Yes, the pulsar destinations will push the metrics (interval needs to be determined) to the queue.
Many thanks for working on this!
My question is whether this tpv-metascheduler-api
repository is the right one to collect destination status.
I was wondering whether we would need to have two separate repositories instead:
tpv-metascheduler-api
repository will execute the meta-scheduling algorithms.metrics-collector
repository to collect destination status and send this back to Galaxy via RabbitMQ (e.g. reusing the scripts proposed in https://github.com/usegalaxy-eu/tpv-metascheduler-api/pull/14/)Each destination will have a metric-collector
installed alongside Pulsar/ARC and HTCondor/SGE/Slurm (by the way, we should design this as an opt-in service, in case some pulsar destinations don't want to share these information?). However, there will only be one instance of the tpv-metascheduler-api
service running per Galaxy instance.
What do you think?
Yes, we will move the producer script to the pulsar-depoyment repo (and/or will create a dedicated Ansible role) and add optional variable and based on this the ansible tasks for copying and setting up a corn job will make decisions. The consumer will have an Ansible role, so admins can easily install it. This consumer role will also have the telegraph task deployment tasks.

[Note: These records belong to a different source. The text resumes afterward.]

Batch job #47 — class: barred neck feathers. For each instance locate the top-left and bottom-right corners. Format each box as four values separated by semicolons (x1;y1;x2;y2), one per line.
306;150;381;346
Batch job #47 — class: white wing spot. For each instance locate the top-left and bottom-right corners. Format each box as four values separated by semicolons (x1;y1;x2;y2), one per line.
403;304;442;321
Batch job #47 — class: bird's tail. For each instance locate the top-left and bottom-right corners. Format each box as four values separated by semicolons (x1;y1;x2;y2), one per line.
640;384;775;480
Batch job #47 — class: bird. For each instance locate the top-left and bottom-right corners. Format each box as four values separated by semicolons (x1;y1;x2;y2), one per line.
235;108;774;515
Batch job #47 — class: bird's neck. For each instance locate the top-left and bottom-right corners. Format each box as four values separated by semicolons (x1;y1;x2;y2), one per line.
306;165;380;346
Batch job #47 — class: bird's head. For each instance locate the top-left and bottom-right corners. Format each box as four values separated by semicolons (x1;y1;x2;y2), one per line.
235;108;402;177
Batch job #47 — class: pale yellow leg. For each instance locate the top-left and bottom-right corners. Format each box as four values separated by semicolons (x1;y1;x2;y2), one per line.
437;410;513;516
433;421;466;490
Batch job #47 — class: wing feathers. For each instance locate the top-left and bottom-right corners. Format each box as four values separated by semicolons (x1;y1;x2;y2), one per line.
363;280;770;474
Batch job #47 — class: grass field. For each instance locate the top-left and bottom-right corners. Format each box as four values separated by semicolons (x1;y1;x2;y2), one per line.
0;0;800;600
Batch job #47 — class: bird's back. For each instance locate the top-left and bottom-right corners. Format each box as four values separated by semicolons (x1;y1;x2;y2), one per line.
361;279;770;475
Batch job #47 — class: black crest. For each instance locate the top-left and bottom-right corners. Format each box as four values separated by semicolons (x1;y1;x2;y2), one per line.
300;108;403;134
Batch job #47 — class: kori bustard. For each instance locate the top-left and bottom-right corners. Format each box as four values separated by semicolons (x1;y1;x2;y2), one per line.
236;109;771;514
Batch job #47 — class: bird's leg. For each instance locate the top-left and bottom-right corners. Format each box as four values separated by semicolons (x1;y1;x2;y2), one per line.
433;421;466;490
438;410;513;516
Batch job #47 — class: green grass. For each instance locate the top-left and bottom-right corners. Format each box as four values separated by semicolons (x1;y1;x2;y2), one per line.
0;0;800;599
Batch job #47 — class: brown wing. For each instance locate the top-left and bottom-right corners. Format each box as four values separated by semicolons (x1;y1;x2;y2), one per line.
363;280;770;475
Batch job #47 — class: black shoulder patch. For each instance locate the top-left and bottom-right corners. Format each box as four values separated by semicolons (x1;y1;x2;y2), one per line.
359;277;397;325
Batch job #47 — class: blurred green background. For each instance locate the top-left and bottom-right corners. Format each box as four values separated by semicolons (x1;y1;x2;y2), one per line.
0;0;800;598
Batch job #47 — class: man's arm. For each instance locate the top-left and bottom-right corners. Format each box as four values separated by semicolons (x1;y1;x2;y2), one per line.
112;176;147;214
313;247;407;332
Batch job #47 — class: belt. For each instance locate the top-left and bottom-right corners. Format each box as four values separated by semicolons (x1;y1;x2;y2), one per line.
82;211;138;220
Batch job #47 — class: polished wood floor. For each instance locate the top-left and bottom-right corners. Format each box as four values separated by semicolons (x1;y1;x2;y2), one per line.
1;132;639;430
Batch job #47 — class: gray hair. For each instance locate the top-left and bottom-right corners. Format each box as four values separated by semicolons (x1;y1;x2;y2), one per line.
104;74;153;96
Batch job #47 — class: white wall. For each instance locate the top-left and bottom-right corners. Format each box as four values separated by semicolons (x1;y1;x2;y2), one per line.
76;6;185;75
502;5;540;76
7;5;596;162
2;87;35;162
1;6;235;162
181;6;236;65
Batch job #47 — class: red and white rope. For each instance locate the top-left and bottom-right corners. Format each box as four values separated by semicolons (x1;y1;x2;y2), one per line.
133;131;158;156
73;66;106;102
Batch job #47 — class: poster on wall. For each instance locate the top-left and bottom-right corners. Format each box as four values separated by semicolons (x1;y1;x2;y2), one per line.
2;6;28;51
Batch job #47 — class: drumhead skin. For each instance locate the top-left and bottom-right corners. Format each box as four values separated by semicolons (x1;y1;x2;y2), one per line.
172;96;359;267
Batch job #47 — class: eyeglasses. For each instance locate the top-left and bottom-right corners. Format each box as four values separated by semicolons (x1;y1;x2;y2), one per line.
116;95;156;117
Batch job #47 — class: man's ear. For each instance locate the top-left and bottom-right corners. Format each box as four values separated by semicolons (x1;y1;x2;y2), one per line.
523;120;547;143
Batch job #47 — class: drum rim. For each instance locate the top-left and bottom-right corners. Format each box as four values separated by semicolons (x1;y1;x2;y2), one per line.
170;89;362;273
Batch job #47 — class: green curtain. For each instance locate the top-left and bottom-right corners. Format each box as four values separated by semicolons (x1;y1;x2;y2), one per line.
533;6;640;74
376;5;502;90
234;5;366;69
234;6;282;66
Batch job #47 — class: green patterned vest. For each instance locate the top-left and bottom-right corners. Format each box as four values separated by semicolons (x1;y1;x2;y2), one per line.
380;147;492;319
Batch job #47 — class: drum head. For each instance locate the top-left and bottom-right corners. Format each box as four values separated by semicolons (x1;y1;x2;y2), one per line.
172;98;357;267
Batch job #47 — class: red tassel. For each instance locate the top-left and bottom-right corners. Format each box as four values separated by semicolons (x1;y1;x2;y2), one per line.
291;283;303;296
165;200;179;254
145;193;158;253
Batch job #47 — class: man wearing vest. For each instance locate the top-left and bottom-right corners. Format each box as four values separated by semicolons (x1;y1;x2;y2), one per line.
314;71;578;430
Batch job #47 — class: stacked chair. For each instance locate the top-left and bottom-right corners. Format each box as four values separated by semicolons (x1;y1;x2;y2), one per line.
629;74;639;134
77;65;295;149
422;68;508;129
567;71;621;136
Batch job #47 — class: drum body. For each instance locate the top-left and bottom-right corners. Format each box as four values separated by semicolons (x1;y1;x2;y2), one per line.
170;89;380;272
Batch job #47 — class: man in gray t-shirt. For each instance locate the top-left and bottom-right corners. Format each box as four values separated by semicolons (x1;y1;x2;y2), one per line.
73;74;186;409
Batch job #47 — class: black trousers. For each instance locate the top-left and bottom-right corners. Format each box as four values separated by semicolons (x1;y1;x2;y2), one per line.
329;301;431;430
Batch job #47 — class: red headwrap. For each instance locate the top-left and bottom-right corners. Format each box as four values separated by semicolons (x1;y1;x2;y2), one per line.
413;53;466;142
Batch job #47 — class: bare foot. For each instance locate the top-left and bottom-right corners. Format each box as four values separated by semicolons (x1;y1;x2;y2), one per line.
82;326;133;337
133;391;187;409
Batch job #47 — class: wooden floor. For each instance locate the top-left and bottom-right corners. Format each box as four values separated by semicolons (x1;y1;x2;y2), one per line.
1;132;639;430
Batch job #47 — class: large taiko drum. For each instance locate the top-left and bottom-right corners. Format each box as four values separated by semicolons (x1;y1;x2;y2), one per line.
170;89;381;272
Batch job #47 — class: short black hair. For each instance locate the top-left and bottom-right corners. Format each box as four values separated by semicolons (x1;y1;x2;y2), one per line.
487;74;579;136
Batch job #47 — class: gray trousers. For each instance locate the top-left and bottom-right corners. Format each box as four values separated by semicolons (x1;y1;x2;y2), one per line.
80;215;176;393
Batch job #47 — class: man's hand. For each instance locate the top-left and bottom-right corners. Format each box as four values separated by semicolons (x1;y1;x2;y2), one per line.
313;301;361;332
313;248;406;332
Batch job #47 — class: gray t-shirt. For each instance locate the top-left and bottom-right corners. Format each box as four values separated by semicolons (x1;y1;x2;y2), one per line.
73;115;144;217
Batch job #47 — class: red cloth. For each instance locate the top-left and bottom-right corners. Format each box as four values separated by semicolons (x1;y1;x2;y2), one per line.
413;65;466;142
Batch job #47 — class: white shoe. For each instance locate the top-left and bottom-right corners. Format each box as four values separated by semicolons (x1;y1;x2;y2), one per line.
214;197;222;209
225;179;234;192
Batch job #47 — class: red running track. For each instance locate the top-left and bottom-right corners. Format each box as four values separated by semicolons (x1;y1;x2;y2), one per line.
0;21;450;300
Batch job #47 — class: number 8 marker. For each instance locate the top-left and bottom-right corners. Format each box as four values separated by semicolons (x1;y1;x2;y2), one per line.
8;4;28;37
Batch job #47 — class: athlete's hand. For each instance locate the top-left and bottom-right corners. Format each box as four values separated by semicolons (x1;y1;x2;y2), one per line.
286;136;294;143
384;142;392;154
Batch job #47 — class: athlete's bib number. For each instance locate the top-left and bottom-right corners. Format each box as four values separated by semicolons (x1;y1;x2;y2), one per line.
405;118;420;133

Since this is a PoC, we didn't implement the SLURM and Kubernetes metrics collection in the producer script. This will follow up. We want to create a rank function that could be added to a user's conf in the TPV and run some tests on EU to see how this works together.
The Ansible role to deploy the API itself is already available here. I made that for the deployment in ESG instance and is currently being used. I will extract it as an individual role to its dedicated repo.
In order to collect destination metrics (available CPU/memory) from Pulsar destinations in the network we can re-purpose the rabbitmq connection to send back htcondor status metrics which can be used for scheduling.